Comment on explain SQL? Or just a piece of code? Php anti-SQL Injection code

Comment on explain SQL? Or just a piece of code? Php anti-SQL Injection code

I recently saw a blog titled explain a piece of SQL? Or just a piece of code? ", The article illustrates how to use program code to write a join Table query with better readability and maintainability, but the reply opinions are inconsistent. I think the author has not made a better discussion at the theoretical level, I only replied to the post today and found that I could not reply, so I wrote this article separately.

Barrel Law

Table connection query should be avoided as much as possible. Although the SQL efficiency of the next table connection query is higher than that of the two for loops, we should know a lot of applications that rely on complex SQL queries, the database is easy to become a bottleneck, but the server where the application is located is relatively idle. At this time, the result of the application is to wait for the database to return the query result, and the overall time is longer, this is also the embodiment of the "barrel law" in the software. Therefore, the correct approach is to prevent short boards from occurring on each node of the system, without using a join Table query, we can distribute tables to different databases for database sharding and table sharding.Merge row QueryTo improve system resource utilization and program execution efficiency.

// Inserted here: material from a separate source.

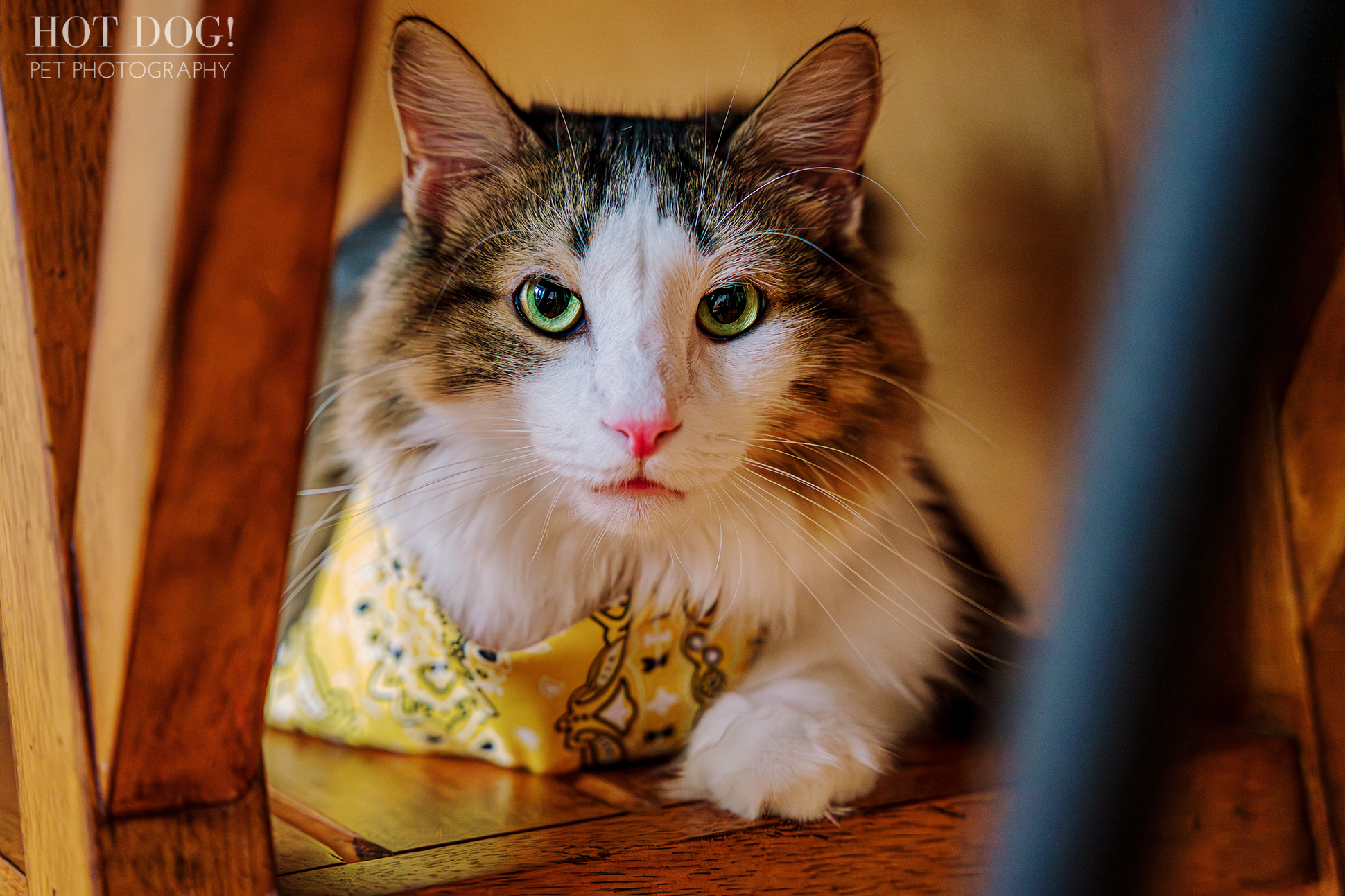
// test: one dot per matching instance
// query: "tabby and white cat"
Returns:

Of course, the conclusion above also has the premise that the network I/O for each query cannot become a bottleneck, otherwise it is more appropriate to execute the connection operation in the database, if intensive queries involve a large amount of IO each time, stored procedures should be used in this case. Therefore, whether to write in code or write SQL statements should be analyzed in detail.

28th Principle

According to the actual situation of most projects, 80% of queries are simple single-table queries and join-table queries, which are suitable for Using ORM, combined with the cache, the system efficiency can be greatly improved. The remaining 20% queries involve complex SQL statements and a large number of IO operations. In this case, you should directly use SQL statements or stored procedures, therefore, when selecting a data layer framework for a project, it must support both ORM and SQL. However, it should be in the form of Advanced Support for SQL, centralized management or SQL configuration, SQL-MAP functionality similar to the iBatis framework. If there are a large number of forms, you should also consider that such a data layer framework can support data control binding. So an excellent Data layer framework should have ORM, SQL-MAP, Data Controls function at the same time, there is a domestic SOD framework is recommended!